Abstract

Tropical deforestation could destabilize regional climate changes. This paper aimed to model the potential climatological variability caused by future forest vulnerability in the Brazilian Amazon over the 21th century. The underlying land surface changes between 2005 and 2100 are first projected based on the respectable output produced by Hurtt et al. Then the weather research and forecasting (WRF) model is applied to assess the impacts of future deforestation on regional climate during 2090–2100. The study results show that the forests in the Brazilian Amazon will primarily be converted into dryland cropland and pasture in the northwest part and into cropland/woodland mosaic in the southeast part, with 5.12% and 13.11%, respectively. These land surface changes will therefore lead to the significant reduction of the sum of sensible heat flux and latent heat flux and precipitation and the increase of the surface temperature. Furthermore, the variability of surface temperature is observed with close link to the deforested areas.

1. Introduction

Anthropogenic climate changes have attracted worldwide concerns. The coupling mechanism between land surface vulnerability and hydrological and climatological variability has been increasingly investigated and assessed during the last decades [14]. Generally, changing in human dominated land use or natural vegetation covers has affected the climate conditions through biogeophysical and biogeochemical processes, by shifting the surface energy, thermodynamic momentum, moisture budget, and atmospheric components [59]. Large-scale land conversions, such as unprecedented urban area expansion [10, 11], intensified agricultural activities [12, 13], and high tropical and boreal deforestation rate [14], are mainly caused by the human land use practices directly or indirectly, which is to meet the demand of human immediate necessities [1520]. As a result, these land conversions have had great corresponding repercussions on climate anomalies at different scales, as well as other adverse effects in terms of biodiversity decline, ecosystem degradation, and economic loss [21]. Though most current global climate concerns are focused on the first-order external forcing [22], such as the concentration of carbon dioxide (CO2) which primarily originated from the fossil fuels combustion and anthropogenic land use practices, the land surface changes which have influenced or will influence natural climate variability in history, current, and future have fascinated diverse community of scholars [23].

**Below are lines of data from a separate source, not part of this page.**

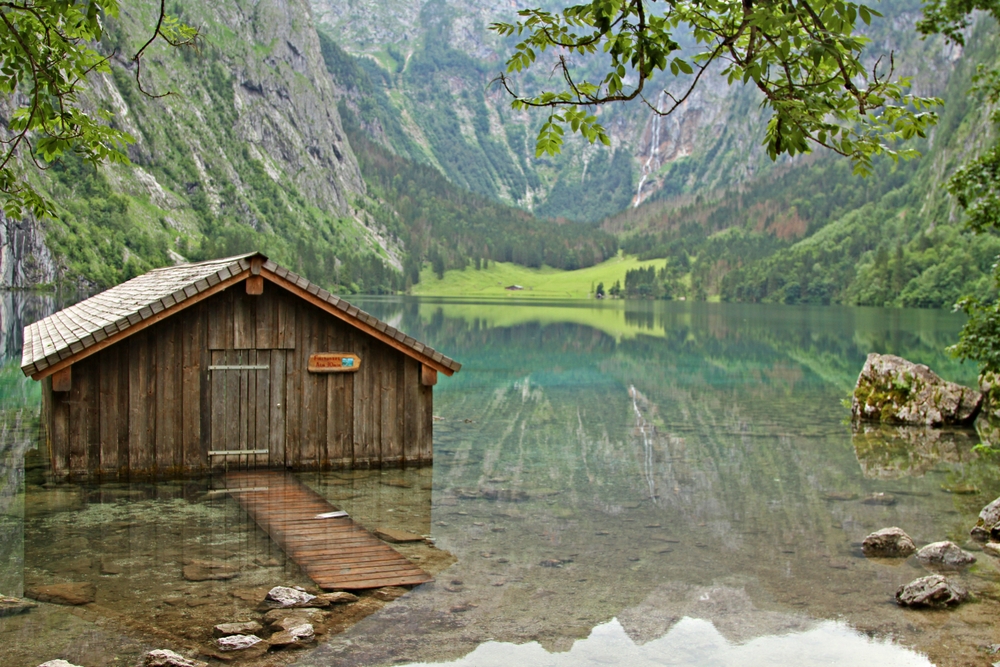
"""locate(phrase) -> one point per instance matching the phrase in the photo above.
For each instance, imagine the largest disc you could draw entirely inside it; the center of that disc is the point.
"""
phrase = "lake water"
(622, 483)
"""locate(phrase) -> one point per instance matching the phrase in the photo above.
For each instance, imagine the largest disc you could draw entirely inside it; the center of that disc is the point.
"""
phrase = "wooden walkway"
(336, 553)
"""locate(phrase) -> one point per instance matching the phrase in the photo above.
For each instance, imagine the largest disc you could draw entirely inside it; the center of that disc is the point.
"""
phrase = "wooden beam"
(354, 322)
(63, 380)
(139, 326)
(255, 285)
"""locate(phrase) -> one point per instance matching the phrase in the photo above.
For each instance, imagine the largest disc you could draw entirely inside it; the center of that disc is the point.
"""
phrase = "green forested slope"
(816, 234)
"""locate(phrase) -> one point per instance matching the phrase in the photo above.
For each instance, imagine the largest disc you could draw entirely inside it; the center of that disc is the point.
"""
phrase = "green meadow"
(546, 282)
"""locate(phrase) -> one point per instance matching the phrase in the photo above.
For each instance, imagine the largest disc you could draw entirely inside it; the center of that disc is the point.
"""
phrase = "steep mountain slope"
(239, 145)
(811, 232)
(432, 63)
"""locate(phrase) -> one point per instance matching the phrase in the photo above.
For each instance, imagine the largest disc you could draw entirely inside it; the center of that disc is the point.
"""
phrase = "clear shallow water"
(622, 483)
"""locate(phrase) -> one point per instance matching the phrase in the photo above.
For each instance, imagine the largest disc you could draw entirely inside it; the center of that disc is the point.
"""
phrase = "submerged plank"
(336, 553)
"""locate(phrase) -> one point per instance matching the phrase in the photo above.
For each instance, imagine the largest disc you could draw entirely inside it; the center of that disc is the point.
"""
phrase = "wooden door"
(241, 398)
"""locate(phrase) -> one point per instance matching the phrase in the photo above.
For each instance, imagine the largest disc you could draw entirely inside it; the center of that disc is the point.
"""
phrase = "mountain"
(240, 145)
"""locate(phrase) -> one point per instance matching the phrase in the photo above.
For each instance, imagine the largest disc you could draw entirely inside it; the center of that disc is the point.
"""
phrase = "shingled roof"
(80, 330)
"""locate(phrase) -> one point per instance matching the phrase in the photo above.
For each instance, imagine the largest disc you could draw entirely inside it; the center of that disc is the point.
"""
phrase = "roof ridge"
(119, 311)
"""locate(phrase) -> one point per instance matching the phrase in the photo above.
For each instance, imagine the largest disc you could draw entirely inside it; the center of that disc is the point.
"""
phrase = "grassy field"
(544, 283)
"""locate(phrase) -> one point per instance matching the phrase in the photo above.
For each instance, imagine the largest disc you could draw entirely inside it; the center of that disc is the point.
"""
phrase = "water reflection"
(620, 483)
(695, 642)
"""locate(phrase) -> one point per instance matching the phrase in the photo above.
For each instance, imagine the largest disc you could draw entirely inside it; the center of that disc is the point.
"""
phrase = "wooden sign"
(334, 362)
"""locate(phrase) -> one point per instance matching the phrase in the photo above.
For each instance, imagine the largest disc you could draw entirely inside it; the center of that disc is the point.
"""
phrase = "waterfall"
(652, 162)
(645, 428)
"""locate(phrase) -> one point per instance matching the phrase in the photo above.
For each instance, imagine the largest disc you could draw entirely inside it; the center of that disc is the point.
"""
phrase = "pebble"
(164, 658)
(228, 629)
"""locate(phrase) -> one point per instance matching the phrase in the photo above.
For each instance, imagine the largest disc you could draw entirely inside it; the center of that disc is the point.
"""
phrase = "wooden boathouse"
(229, 362)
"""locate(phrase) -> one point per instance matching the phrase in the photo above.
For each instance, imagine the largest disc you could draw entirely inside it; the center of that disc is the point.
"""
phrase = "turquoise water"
(622, 483)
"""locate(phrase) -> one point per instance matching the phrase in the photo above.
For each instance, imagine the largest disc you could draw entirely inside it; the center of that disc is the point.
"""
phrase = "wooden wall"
(151, 404)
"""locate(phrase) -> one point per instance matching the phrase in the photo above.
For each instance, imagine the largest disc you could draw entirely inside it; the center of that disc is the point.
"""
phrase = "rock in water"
(237, 642)
(989, 516)
(161, 657)
(888, 543)
(71, 594)
(339, 597)
(209, 570)
(893, 390)
(283, 597)
(296, 635)
(931, 591)
(945, 553)
(10, 606)
(227, 629)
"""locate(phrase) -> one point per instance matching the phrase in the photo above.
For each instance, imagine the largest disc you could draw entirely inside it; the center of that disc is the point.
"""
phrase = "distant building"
(234, 361)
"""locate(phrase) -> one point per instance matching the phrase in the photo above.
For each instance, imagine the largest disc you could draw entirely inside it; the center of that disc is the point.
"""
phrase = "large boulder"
(893, 390)
(945, 553)
(162, 657)
(989, 516)
(930, 591)
(888, 543)
(76, 593)
(285, 597)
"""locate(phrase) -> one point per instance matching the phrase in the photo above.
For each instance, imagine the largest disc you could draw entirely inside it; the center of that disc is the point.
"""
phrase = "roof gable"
(102, 320)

Forests, covering more than 30% of terrestrial land [1, 24], mainly comprise tropical, temperate, and boreal types from which invaluable ecological, socioeconomic, and mental public goods and services are provided for humanity. Furthermore, Forests can also affect multiscale climate by exchanging the planetary energetics, sustaining the hydrologic cycle, containing and releasing the carbon dioxide and through other physical, chemical, and morphological processes [1], which thus play an indispensable role in balancing the humanity, climate, and land surface systems at different temporal and spatial scales through the complicated and nonlinear interactions [2528].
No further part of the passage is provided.